Though the screener used in the current study provides an initial prevalence rate for trauma exposure and some information on types of trauma experience, inclusion of trauma type is beyond the scope of this paper. This initial investigation of symptom clusters incorporated a relatively large number of statistical tests, increasing the possibility of Type 1 errors; thus, we focus on results with p values of higher significance (p < 0.01). Inclusion of psychosocial factors added little explanatory results to our adjusted models; however, these constructs were significant in unadjusted models and have meaningful theoretical validity. Further investigation is necessary to understand whether non-significant findings reflect a more relatively homogeneous experience for Latino immigrants at risk for co-occurring symptom clusters and substance use. The U.S. immigrant sample of Latinos on the East Coast lacks representation of those of Mexican or Cuban descent found in the west and the south. This, along with limited measurement of psychosocial constructs may explain the lack of findings related to psychosocial factors. We were unable to consistently gather reliable information regarding citizenship on legal status; however, research on low-income, recent Latino immigrants in the U.S. found that high levels of acculturative stress were not moderated by legal status [52].

Conclusion

Latino immigrants are a population at high risk for lifetime traumatic exposure(s) and for experiencing posttraumatic problems including PTSD, depression, anxiety, and alcohol and substance use.

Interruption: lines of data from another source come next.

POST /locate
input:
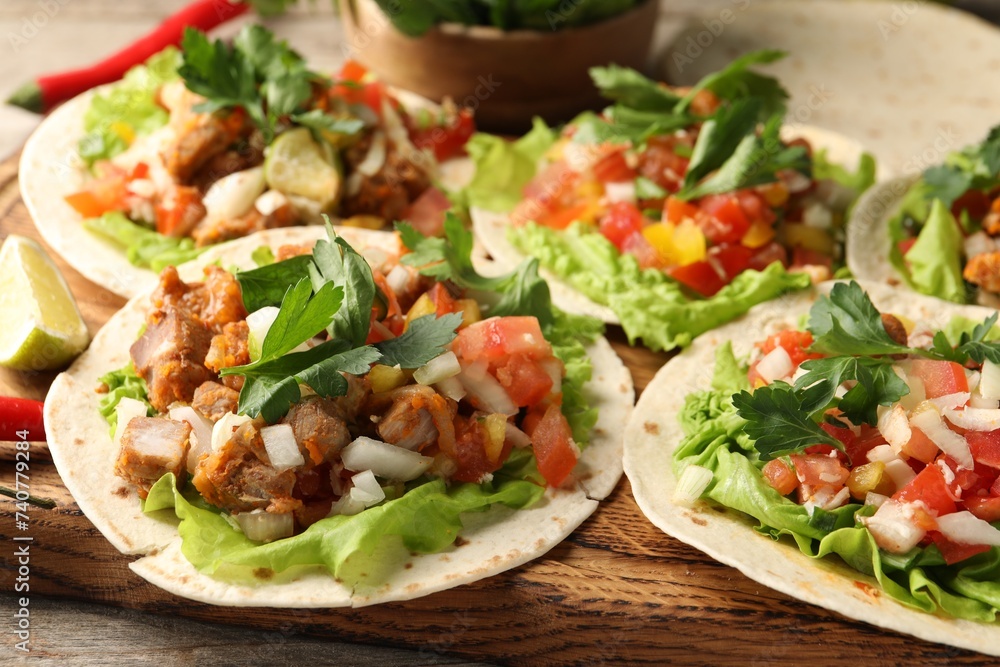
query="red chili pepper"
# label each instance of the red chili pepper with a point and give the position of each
(47, 91)
(18, 415)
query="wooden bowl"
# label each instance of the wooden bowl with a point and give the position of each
(507, 77)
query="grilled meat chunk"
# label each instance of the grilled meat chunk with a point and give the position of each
(320, 428)
(214, 401)
(170, 356)
(238, 476)
(152, 447)
(230, 348)
(984, 270)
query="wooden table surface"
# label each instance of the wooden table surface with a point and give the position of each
(617, 590)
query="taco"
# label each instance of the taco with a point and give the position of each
(675, 210)
(850, 465)
(935, 233)
(147, 172)
(369, 473)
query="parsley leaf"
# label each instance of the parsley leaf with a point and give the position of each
(847, 323)
(877, 384)
(423, 340)
(777, 422)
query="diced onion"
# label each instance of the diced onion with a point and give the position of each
(398, 279)
(951, 443)
(223, 429)
(261, 526)
(234, 195)
(484, 391)
(451, 387)
(775, 365)
(201, 433)
(692, 483)
(366, 489)
(127, 410)
(384, 460)
(989, 383)
(439, 368)
(623, 191)
(956, 400)
(375, 157)
(966, 528)
(271, 201)
(282, 449)
(893, 529)
(974, 419)
(895, 427)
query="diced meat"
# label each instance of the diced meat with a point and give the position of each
(170, 356)
(214, 401)
(212, 231)
(228, 349)
(320, 428)
(152, 447)
(388, 193)
(199, 137)
(984, 270)
(215, 302)
(238, 476)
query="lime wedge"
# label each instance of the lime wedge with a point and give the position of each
(42, 328)
(296, 164)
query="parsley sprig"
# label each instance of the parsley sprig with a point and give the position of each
(332, 290)
(784, 419)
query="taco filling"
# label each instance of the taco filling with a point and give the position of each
(944, 238)
(868, 436)
(285, 402)
(677, 208)
(183, 158)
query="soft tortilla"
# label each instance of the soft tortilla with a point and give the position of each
(727, 535)
(491, 227)
(51, 168)
(495, 541)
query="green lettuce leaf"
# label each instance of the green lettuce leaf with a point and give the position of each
(426, 519)
(128, 109)
(503, 167)
(143, 247)
(933, 264)
(649, 304)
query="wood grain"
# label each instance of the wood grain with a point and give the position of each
(618, 590)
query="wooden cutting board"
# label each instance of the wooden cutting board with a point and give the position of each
(618, 590)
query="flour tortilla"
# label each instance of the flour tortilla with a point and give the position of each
(51, 168)
(495, 541)
(726, 535)
(491, 227)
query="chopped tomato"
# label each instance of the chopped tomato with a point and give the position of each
(426, 213)
(940, 378)
(446, 141)
(985, 447)
(525, 381)
(726, 222)
(780, 477)
(621, 221)
(613, 168)
(986, 508)
(819, 470)
(930, 488)
(767, 255)
(552, 441)
(953, 552)
(497, 337)
(700, 276)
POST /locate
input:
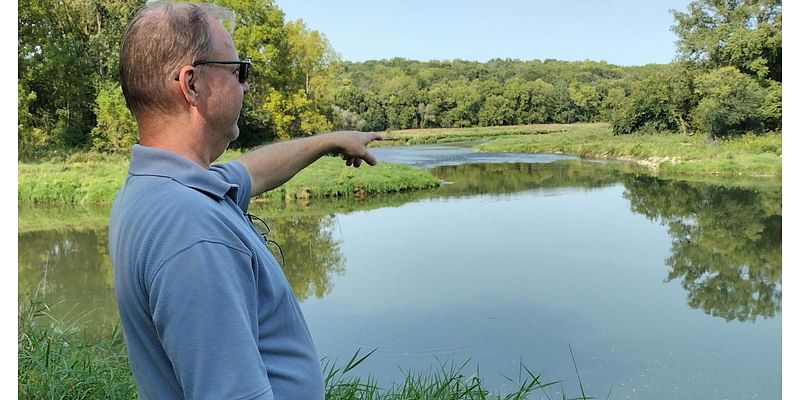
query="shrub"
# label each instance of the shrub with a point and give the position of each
(116, 129)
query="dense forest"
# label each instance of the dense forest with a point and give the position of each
(725, 79)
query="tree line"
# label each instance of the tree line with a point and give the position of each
(726, 79)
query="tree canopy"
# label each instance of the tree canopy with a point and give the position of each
(726, 79)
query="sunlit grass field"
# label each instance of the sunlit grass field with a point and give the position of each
(91, 178)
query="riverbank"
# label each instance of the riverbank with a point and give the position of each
(673, 154)
(56, 360)
(91, 178)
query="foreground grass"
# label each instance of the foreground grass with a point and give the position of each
(94, 179)
(55, 361)
(749, 155)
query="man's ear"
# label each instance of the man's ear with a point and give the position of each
(186, 81)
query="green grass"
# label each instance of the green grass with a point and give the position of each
(452, 135)
(90, 178)
(749, 155)
(57, 361)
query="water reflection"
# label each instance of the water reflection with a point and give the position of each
(726, 240)
(726, 243)
(313, 257)
(71, 270)
(472, 179)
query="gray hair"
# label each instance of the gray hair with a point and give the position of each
(162, 38)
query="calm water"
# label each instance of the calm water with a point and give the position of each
(664, 289)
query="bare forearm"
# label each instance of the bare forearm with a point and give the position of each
(273, 165)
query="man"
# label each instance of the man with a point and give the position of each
(206, 310)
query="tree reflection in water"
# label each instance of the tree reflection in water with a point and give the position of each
(726, 243)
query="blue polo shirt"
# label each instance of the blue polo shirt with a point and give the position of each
(206, 310)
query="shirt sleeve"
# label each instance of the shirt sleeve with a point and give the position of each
(234, 172)
(203, 303)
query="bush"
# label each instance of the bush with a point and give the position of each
(730, 102)
(116, 129)
(660, 102)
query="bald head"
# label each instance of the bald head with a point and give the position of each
(162, 38)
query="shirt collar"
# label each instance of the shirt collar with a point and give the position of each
(157, 162)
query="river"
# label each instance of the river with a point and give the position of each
(662, 289)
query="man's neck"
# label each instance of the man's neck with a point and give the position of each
(182, 139)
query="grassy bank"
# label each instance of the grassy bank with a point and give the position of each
(748, 155)
(55, 361)
(452, 135)
(94, 179)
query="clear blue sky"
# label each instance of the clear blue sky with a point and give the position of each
(623, 32)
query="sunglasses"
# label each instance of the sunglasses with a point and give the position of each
(244, 67)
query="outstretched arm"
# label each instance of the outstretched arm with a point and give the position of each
(272, 165)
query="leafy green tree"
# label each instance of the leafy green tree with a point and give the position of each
(730, 102)
(65, 48)
(660, 102)
(745, 34)
(116, 130)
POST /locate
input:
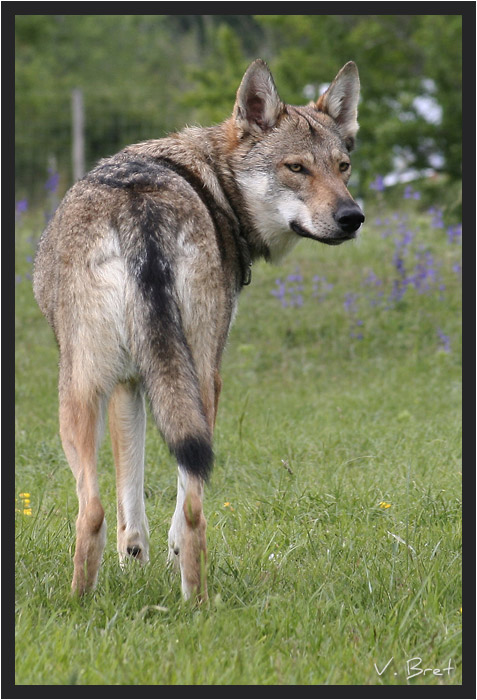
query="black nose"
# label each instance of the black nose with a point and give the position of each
(349, 217)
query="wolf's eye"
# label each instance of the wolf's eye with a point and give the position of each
(295, 167)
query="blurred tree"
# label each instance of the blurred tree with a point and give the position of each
(400, 58)
(144, 75)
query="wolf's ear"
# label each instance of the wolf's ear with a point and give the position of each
(340, 101)
(258, 106)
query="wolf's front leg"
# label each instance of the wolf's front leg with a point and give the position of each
(187, 541)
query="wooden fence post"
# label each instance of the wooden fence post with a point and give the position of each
(78, 142)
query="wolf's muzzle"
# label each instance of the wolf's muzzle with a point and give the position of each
(349, 217)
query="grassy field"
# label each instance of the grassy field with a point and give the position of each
(334, 509)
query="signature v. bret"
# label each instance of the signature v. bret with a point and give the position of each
(380, 673)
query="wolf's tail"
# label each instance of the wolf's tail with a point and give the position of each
(161, 350)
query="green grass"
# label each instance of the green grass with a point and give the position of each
(312, 579)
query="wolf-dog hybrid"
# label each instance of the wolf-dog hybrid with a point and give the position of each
(138, 274)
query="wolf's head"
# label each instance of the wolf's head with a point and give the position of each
(292, 163)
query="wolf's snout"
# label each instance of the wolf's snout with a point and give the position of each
(349, 217)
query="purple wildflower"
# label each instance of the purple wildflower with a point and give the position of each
(378, 184)
(409, 193)
(444, 341)
(437, 215)
(321, 287)
(20, 208)
(454, 233)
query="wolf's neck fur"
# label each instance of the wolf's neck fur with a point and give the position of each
(207, 153)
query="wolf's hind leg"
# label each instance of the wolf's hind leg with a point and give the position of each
(187, 538)
(80, 430)
(127, 424)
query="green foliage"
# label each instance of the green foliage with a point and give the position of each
(394, 54)
(334, 518)
(144, 75)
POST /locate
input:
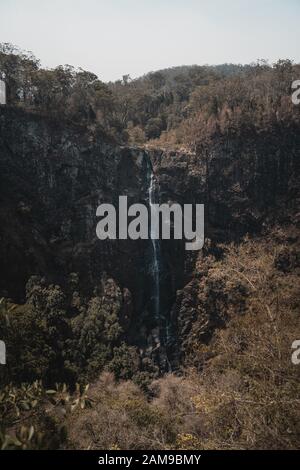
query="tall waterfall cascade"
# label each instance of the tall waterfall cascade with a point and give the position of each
(154, 235)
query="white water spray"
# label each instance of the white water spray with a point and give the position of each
(155, 248)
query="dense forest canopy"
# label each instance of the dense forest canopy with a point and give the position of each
(176, 106)
(240, 390)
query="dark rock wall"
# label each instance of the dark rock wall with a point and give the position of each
(54, 175)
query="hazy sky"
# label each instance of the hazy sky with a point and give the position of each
(117, 37)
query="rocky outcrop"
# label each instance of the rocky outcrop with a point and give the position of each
(54, 175)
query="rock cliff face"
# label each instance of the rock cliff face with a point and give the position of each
(54, 175)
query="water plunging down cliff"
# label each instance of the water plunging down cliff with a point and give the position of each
(53, 176)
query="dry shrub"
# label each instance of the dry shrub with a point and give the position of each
(246, 394)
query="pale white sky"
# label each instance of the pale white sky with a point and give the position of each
(117, 37)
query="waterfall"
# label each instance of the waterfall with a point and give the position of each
(155, 248)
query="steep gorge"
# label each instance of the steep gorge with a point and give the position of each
(54, 175)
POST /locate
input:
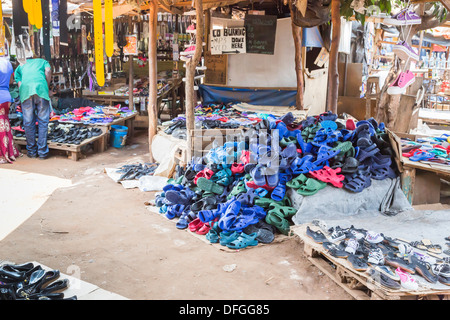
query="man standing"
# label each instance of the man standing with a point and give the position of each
(33, 79)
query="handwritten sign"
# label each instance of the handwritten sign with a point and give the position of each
(216, 68)
(131, 47)
(228, 41)
(260, 33)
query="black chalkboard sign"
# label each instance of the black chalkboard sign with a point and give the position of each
(260, 33)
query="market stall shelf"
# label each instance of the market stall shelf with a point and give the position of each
(358, 284)
(73, 150)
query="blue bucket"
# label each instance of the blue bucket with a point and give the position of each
(118, 136)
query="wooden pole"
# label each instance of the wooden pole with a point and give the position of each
(153, 80)
(190, 74)
(333, 71)
(130, 71)
(297, 34)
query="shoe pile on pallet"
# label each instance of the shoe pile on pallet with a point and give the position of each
(31, 282)
(428, 150)
(391, 262)
(244, 183)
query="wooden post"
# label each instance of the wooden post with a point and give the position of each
(190, 73)
(333, 71)
(153, 80)
(297, 34)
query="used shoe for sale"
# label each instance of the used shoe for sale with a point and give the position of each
(441, 269)
(387, 272)
(375, 257)
(403, 81)
(352, 246)
(384, 280)
(404, 51)
(337, 234)
(397, 262)
(422, 268)
(406, 280)
(373, 237)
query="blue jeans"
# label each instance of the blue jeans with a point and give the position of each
(36, 108)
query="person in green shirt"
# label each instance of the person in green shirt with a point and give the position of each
(33, 79)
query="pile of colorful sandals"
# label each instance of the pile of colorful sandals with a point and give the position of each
(91, 115)
(431, 149)
(236, 193)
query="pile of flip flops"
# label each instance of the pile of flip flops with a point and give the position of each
(91, 115)
(430, 149)
(236, 193)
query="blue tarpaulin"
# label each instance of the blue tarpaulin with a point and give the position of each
(260, 97)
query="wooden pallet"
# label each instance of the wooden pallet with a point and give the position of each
(358, 284)
(73, 150)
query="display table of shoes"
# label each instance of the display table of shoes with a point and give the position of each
(70, 138)
(354, 263)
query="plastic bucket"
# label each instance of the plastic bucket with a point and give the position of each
(118, 136)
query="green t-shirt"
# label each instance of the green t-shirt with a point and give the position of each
(32, 76)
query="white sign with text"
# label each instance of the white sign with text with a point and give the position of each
(228, 41)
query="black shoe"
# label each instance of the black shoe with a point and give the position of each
(384, 280)
(317, 236)
(357, 263)
(422, 268)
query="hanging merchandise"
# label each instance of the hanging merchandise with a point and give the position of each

Rates of PTSD among Latino immigrants are closer to rates found in hospitalized [37] and veteran populations [39], much higher than non-immigrant populations in primary care [41]. Because trauma-exposed Latino men are at high risk for AUDs/SUDs, we recommend early interventions, with attention to the role of masculine ideology as a potential risk factor. Additionally, Latino immigrants with PTSD symptoms may be at risk of developing benzodiazepine use problems. We recommend that practitioners follow these patients closely to monitor use and continued need for benzodiazepine treatment. Benzodiazepines are not considered evidence-based treatments for PTSD [53]. Furthermore, important differences appeared in the association of specific symptom clusters with AUDs/SUDS and risk variations by gender and age, suggesting a need to develop risk profiles and screening protocols for use in prevention and treatment interventions for specific subgroups of Latino immigrants.